Sin embargo hay tiempo para las caricias y los abrazos. Promesas de futuros promisorios que se pueden edificar a fuerza de voluntad; esa que un día de diciembre de 2001 le indicaron a ella que con unos pesos en el bolsillo y sudando la camiseta saldría adelante. “Nada es gratuito. El estado debe garantizar cuestiones mínimas, el resto es sacrificio”, coinciden. Así, con esa línea argumental en la cabeza, se lanzó a la aventura de vivir la vida; de colgarse del pasamanos del tren y viajar apretujada con el gentío del oeste; porque “cuando ese sacrifico pase, cuando todo haya transcurrido -eso lo expresa con la mayor de las claridades- sólo será una anécdota”, una mínima parte en la sucesión de hechos y acciones que conformarán su vida.

En eso se parecen este hombre y esa mujer que por un hecho fortuito se encontraron en el medio del camino; un tropezón, un libro que se cae, una mirada que se cruza, un gesto de agradecimiento, un intercambio de correos, una entrega generosa de textos que se despliegan como nunca antes y entonces: a correr la vida.

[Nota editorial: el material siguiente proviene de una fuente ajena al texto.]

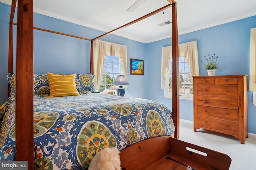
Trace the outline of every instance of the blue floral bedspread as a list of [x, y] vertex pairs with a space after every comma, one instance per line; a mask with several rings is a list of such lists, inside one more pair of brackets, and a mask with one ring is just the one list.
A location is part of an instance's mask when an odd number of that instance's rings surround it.
[[[145, 99], [92, 93], [37, 96], [34, 104], [34, 169], [82, 170], [105, 147], [174, 131], [171, 111]], [[0, 160], [15, 160], [15, 116], [12, 98], [0, 109]]]

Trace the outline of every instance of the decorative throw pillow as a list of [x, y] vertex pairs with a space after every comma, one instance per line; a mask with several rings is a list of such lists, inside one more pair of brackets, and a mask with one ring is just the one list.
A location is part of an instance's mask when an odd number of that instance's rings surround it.
[[34, 74], [34, 94], [40, 96], [50, 95], [50, 85], [47, 74]]
[[[40, 96], [50, 95], [50, 86], [47, 74], [33, 75], [34, 94]], [[16, 92], [16, 74], [7, 74], [7, 81], [11, 87], [11, 97], [15, 97]]]
[[7, 81], [11, 88], [11, 97], [15, 97], [16, 94], [16, 74], [14, 72], [8, 73]]
[[76, 75], [58, 74], [47, 72], [50, 96], [66, 96], [79, 95], [76, 85]]
[[79, 94], [95, 92], [95, 86], [92, 74], [78, 74], [76, 76], [76, 88]]

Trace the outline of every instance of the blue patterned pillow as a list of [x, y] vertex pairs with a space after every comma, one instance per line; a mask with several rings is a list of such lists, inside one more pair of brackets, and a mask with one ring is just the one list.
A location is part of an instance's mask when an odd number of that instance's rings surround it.
[[95, 92], [93, 74], [77, 74], [76, 76], [76, 88], [79, 94]]
[[50, 85], [47, 74], [34, 74], [34, 94], [40, 96], [50, 95]]
[[[41, 96], [50, 95], [50, 85], [47, 74], [34, 74], [34, 94]], [[16, 74], [14, 73], [7, 74], [7, 81], [11, 87], [11, 97], [15, 97], [16, 92]]]
[[11, 97], [15, 97], [16, 93], [16, 74], [12, 72], [7, 74], [7, 81], [11, 87]]

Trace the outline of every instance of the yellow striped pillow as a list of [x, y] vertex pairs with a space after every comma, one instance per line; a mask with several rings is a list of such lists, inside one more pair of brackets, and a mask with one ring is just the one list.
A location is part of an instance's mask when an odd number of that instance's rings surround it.
[[47, 72], [50, 96], [67, 96], [79, 95], [76, 85], [76, 75], [62, 75]]

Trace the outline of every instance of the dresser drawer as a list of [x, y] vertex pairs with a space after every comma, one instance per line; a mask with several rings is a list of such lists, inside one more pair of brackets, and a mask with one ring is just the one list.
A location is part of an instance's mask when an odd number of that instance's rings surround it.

Así andan: a los tumbos, esquivando diatribas, recogiendo halagos, aceptando buenos augurios; inscribiendo en ese tiempo fugaz la historia que les toca vivir. Para broncas de arrabal están las del pasado; para sujetos sujetados los que se niegan a liberarse del oprobioso discurso disciplinador; para las miradas de los que miran sin ver, los montones de objetos que se apilan en el paso cotidiano. Por suerte, por fortuna, hay todavía miradas esclarecedoras que, como pequeños haces de unas luces que apenas se asoman, que apenas se dejan ver, cobran una dimensión fenomenal en los momentos de crisis. “Los tembladerales son parte de la vida”, piensa él, mientras espera esa llamada que actúa como un bálsamo, como un curador de sueños, como un emancipador de tristezas. Esa llamada llega y llegará cuantas veces sea necesario; cuando la misma se abra paso entre los laberintos de su cabeza podrá recuperar la calma, la paz del guerrero, para volver cada noche a descansar en las ondulaciones de su cintura.